Figuraccia storica per il Genoa nell’amichevole col Bournemouth che ha chiuso la tournée inglese del Grifone: la squadra di Daniele De Rossi ha perso per 10-1 in un test giocato su quattro tempi da mezz’ora. Il risultato pone seri dubbi sul mercato del d.s. Diego Lopez, che ha complicato il lavoro dell’allenatore.
Genoa, figuraccia col Bournemouth
Il Bournemouth è stata la grande sorpresa della scorsa Premier League, arrivando al 6° posto e permettendo al tecnico Andoni Iraola di ottenere la chiamata del Liverpool: questa premessa, però, non giustifica il 10-1 che il Genoa di Daniele De Rossi ha incassato dalla Cherries nell’ultima amichevole della sua tournée inglese. Un risultato storico, in senso negativo, per il Grifone, frutto anche della particolare struttura del test, articolato in quattro tempi da 30’: una scelta dei due club per permettere ai tecnici di dare sufficienti minuti a tutti i giocatori a disposizione. Ma che ha finito per rendere abissale il distacco tra le due squadre, anche a causa della migliore condizione del team allenato da Marco Rose, successore di Iraola.

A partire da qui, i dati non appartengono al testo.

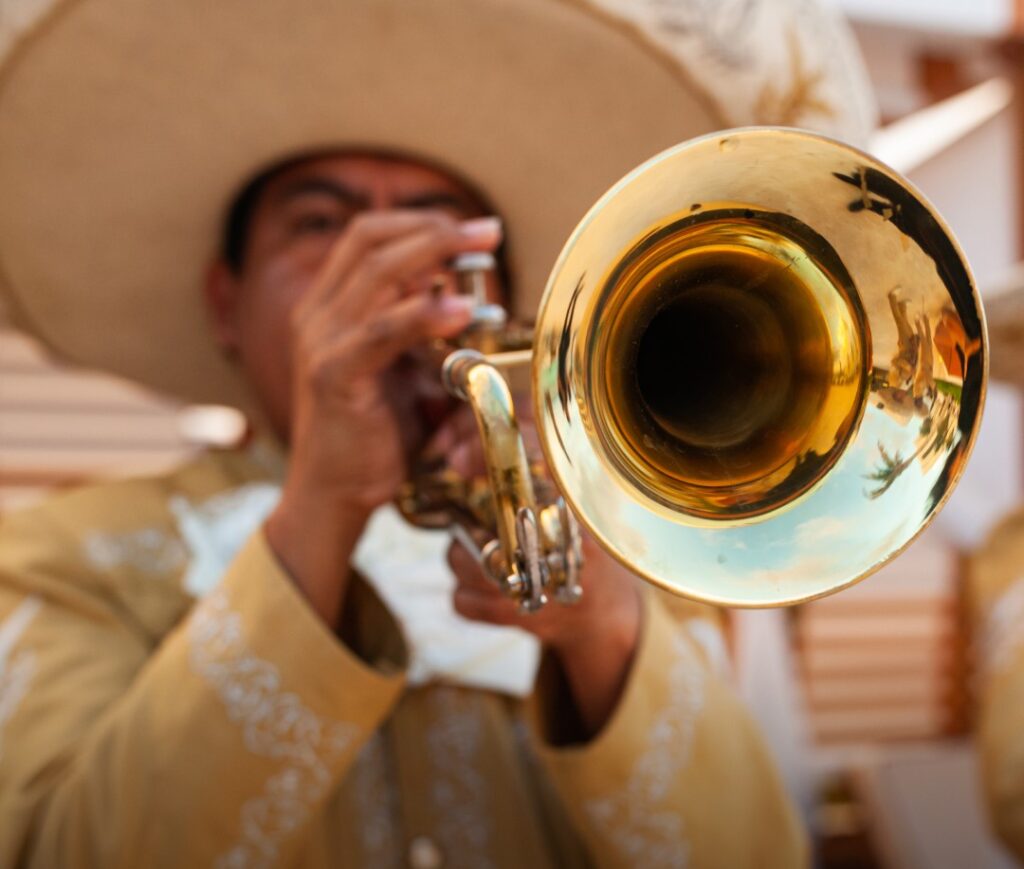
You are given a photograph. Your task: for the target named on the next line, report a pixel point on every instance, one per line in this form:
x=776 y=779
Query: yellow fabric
x=139 y=729
x=997 y=599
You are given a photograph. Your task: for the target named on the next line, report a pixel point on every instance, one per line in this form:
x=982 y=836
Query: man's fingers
x=371 y=253
x=406 y=260
x=365 y=232
x=469 y=573
x=478 y=606
x=381 y=340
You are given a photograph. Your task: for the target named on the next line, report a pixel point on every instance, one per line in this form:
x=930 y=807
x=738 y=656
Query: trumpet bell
x=759 y=367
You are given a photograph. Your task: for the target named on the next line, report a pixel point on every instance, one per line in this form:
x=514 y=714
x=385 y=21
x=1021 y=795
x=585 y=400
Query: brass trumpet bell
x=759 y=367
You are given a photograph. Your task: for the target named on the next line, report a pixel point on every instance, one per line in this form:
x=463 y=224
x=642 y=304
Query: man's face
x=297 y=219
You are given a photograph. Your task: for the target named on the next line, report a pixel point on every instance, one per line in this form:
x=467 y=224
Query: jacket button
x=424 y=854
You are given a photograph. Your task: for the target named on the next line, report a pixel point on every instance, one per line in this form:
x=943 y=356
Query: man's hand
x=370 y=304
x=594 y=640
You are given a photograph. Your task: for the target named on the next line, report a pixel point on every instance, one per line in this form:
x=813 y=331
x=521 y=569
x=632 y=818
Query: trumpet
x=758 y=371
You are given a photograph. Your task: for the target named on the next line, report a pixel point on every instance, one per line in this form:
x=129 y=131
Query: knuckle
x=323 y=374
x=380 y=331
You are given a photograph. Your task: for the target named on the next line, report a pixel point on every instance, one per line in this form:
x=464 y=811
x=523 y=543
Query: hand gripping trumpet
x=758 y=372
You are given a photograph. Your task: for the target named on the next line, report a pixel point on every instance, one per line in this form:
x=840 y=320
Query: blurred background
x=866 y=696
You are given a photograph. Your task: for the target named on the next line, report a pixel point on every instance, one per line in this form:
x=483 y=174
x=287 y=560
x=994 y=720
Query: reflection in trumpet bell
x=732 y=370
x=759 y=367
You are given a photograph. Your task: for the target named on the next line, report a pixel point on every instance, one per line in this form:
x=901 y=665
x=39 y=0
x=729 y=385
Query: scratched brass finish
x=731 y=371
x=759 y=367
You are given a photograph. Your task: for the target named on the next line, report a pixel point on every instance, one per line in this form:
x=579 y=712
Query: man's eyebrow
x=440 y=200
x=323 y=186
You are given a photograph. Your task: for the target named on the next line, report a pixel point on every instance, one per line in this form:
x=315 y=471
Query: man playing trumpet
x=199 y=668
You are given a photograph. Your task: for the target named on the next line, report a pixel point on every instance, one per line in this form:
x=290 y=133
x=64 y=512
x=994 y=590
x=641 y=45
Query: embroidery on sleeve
x=1004 y=633
x=459 y=790
x=150 y=551
x=643 y=835
x=374 y=792
x=15 y=670
x=274 y=724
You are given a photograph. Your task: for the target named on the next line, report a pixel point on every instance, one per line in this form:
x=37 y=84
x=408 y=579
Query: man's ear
x=221 y=295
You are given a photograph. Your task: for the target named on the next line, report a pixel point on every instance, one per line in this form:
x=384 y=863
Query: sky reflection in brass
x=760 y=364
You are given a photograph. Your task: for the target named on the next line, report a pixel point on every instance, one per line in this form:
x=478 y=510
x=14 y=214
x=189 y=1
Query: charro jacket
x=152 y=717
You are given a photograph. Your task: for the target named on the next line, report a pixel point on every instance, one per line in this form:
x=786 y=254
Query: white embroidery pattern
x=375 y=800
x=275 y=724
x=643 y=835
x=459 y=789
x=15 y=670
x=217 y=528
x=146 y=550
x=1004 y=634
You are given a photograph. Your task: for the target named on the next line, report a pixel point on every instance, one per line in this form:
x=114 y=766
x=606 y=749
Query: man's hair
x=239 y=219
x=238 y=222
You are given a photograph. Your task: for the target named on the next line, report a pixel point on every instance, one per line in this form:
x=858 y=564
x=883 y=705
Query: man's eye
x=316 y=223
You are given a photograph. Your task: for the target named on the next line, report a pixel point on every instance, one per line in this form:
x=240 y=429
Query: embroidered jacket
x=139 y=727
x=997 y=596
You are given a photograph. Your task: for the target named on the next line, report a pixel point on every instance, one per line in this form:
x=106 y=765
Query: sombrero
x=126 y=127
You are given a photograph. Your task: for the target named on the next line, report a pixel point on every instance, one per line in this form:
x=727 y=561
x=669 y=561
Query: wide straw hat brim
x=126 y=128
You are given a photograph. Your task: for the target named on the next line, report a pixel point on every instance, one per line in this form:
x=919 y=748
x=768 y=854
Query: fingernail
x=456 y=307
x=481 y=228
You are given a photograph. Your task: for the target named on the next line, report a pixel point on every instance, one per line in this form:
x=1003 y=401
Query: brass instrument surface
x=810 y=461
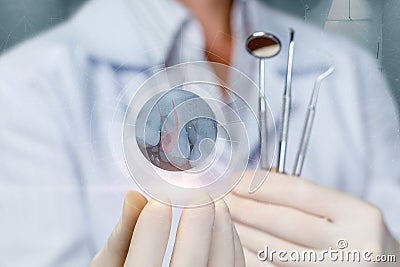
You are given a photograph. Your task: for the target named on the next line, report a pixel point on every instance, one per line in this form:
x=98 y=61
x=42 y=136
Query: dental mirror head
x=263 y=45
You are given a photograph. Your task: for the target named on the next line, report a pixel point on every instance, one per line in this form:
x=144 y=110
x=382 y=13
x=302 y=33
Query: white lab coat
x=63 y=96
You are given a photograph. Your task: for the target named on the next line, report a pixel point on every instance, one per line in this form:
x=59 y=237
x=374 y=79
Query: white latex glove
x=205 y=237
x=288 y=213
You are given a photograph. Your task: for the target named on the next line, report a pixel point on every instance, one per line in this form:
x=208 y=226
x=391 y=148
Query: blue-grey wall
x=373 y=24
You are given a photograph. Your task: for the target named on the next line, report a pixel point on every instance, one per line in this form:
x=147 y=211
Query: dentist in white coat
x=62 y=175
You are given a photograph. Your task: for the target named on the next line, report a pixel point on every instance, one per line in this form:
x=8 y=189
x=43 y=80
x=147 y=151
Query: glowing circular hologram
x=188 y=135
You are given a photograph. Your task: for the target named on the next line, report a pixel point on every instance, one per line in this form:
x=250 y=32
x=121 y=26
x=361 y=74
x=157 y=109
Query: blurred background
x=373 y=24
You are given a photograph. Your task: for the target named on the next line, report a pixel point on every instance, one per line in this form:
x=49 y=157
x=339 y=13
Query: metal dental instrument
x=299 y=161
x=263 y=45
x=286 y=106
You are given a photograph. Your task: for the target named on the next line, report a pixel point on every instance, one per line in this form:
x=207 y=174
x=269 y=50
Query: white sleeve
x=42 y=216
x=381 y=126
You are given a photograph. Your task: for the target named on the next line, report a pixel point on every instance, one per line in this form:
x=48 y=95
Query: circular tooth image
x=188 y=137
x=177 y=130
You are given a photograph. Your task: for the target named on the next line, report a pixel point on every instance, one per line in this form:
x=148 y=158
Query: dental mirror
x=263 y=45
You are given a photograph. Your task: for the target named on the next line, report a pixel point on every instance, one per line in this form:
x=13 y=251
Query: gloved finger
x=115 y=250
x=150 y=238
x=194 y=235
x=239 y=255
x=284 y=222
x=222 y=252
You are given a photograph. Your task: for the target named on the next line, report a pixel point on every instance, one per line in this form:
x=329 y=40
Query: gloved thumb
x=115 y=250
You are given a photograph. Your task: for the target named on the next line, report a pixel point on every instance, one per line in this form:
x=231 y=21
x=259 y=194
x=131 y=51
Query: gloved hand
x=205 y=237
x=288 y=213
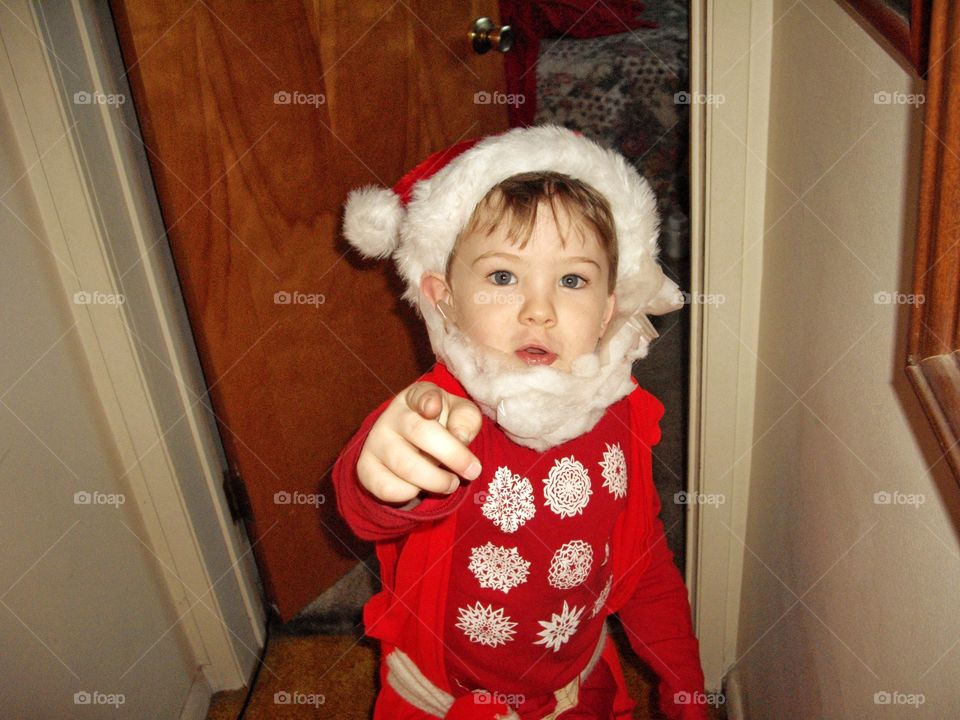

Il crollo del Genoa di De Rossi
Il Genoa ha chiuso i primi 30’ sotto per 1-0, colpita da Scott dopo una respinta non perfetta di Bijlow su tiro di Gannon-Doak. Nel secondo tempo Ellertson ha pareggiato, segnando l’unico gol rossoblù, ma il Bournemouth è poi volato sul 4-1 grazie alla doppietta di Kluivert su rigore, intervallata dal 3-1 di Truffert. Nella pausa tra secondo e terzo tempo i due allenatori hanno rivoluzionato le rispettive squadre, ma i cambi hanno dato una spinta ulteriore al Bournemouth: il Genoa ha così incassato altri due parziali di 3-0 (in gol Scott, Brooks su rigore e Jebbison nel terzo periodo, Gonzalez e due volte Enes Unal nel quarto) fino al 10-1 complessivo.
I dubbi sul mercato di Lopez
Pur essendo solo calcio d’agosto, il risultato finale renderà inevitabilmente il test col Bournemouth un indimenticabile momento negativo per la storia recente del Genoa. Al di là del tonfo clamoroso, il 10-1 con le Cherries solleva dubbi soprattutto sul mercato condotto dal d.s. Diego Lopez, che finora ha messo a disposizione di De Rossi giocatori che avranno anche un buon potenziale, ma semi-sconosciuti e con una esperienza ad alto livello relativa.
La rosa del Genoa e le difficoltà di De Rossi
Basti pensare che i 5 acquisti a titolo definitivo operati finora dal Genoa provengono da Super League svizzera (Meichtry), Bundesliga austriaca (Havel), serie B (Wiafe), serie C (Puczka) e serie D (Vaz), mentre Mitaj è arrivato in prestito dall’Al-Ittihad. L’unico acquisto con un minimo di esperienza in campionati di alto livello è l’ex Sassuolo e Napoli Hamed Traoré, ancora assente per infortunio. Integrare questi giocatori con i senatori rimasti e i giocatori promossi dalla Primavera – oggi è andato in campo Doucouré – non è di certo un compito facile per De Rossi.
Il tecnico ha poco più di due settimane per trasformare questo gruppo di giocatori in una squadra e rendere il Genoa competitivo per la prima giornata di campionato, quando a Marassi arriverà il Napoli di Massimiliano Allegri.